Bien que je l’ai vécu quotidiennement de l’autre côté de la barrière, je ne m’imaginais pas à quel point, en creux, ce mode de distribution est symptomatique d’une société malade. Je n’ai jamais pris les gratuits, je ne peux pas comprendre que l’on puisse imaginer s’informer avec du travail de terrain et des salaires décents, même avec de la pub, voire surtout avec de la pub, dans un papier gratuit. Mais ce n’est pas le pire. Les voyageurs qui entrent ou sortent prennent machinalement les gratuits, voire pour certains, vont les chercher. C’est à désespérer quand on en connaît le contenu…

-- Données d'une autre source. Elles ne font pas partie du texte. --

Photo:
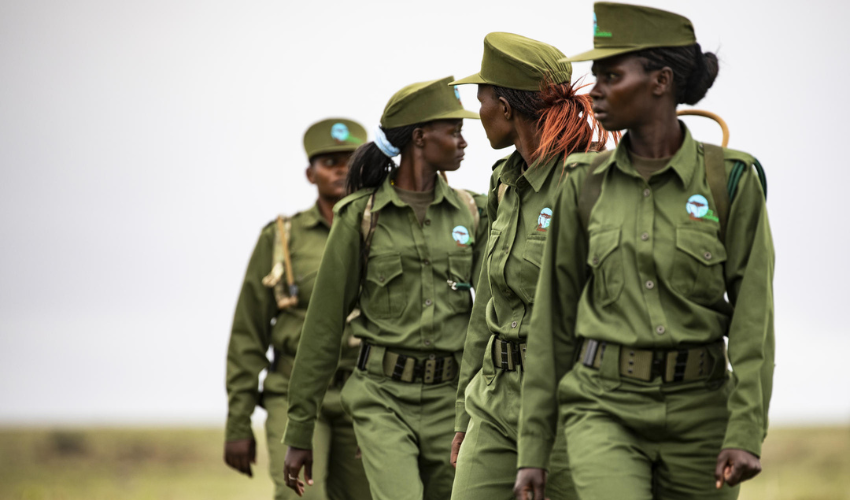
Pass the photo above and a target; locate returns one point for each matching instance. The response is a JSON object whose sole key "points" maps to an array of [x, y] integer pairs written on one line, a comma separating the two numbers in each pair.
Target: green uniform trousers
{"points": [[405, 434], [643, 441], [337, 474], [487, 463]]}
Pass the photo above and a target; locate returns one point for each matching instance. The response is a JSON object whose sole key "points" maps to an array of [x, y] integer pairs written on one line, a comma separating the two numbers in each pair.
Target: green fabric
{"points": [[620, 28], [424, 102], [643, 441], [258, 324], [505, 296], [419, 201], [486, 465], [333, 135], [657, 281], [516, 62], [406, 302], [405, 434], [337, 474]]}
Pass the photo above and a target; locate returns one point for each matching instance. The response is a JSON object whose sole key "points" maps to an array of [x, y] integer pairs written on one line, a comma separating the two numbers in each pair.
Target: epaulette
{"points": [[363, 193]]}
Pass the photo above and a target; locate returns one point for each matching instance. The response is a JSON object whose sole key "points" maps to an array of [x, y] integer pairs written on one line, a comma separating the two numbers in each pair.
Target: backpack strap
{"points": [[287, 296], [501, 193], [592, 188], [469, 201], [715, 176]]}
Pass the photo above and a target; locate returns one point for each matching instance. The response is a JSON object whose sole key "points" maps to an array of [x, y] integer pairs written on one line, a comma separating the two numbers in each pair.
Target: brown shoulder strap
{"points": [[715, 176], [591, 189]]}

Et de l’autre côté, ils regardent d’un œil méfiant le journal que je leur tends: un Tchio avec en gros titre « Non à la loi El Khomeri et à son monde ». La plupart ne regardent pas vraiment, ils ne vont pas changer leurs habitudes. Certains font la moue, c’est sûr, dès que ça parle vraiment politique, là, il n’y a plus grand monde. Normal. Le PPA a bien fait son travail : il bourre la tête de leurs clients d’idées économiques et sociales préconçues, politiquement formatées, cachées sous un discours revendiquant la neutralité… Des décennies que ça dure, ce n’est pas un Tchio qui va leur remettre le cerveau à l’endroit d’un seul coup. Quoique.

Même si c’est une personne sur cent qui en prend un, en une heure, soit une soixantaine et que sur ces un pour cent, il n’y en a qu’une dizaine qui ont eu la présence d’esprit de se demander si c’était gratuit ou pas, c’est déjà pas mal. Résultat, je laisse filer, ça couvrira à peine les tickets de métro de la journée. J’irais faire un saut à la Croix Rousse, peut-être là…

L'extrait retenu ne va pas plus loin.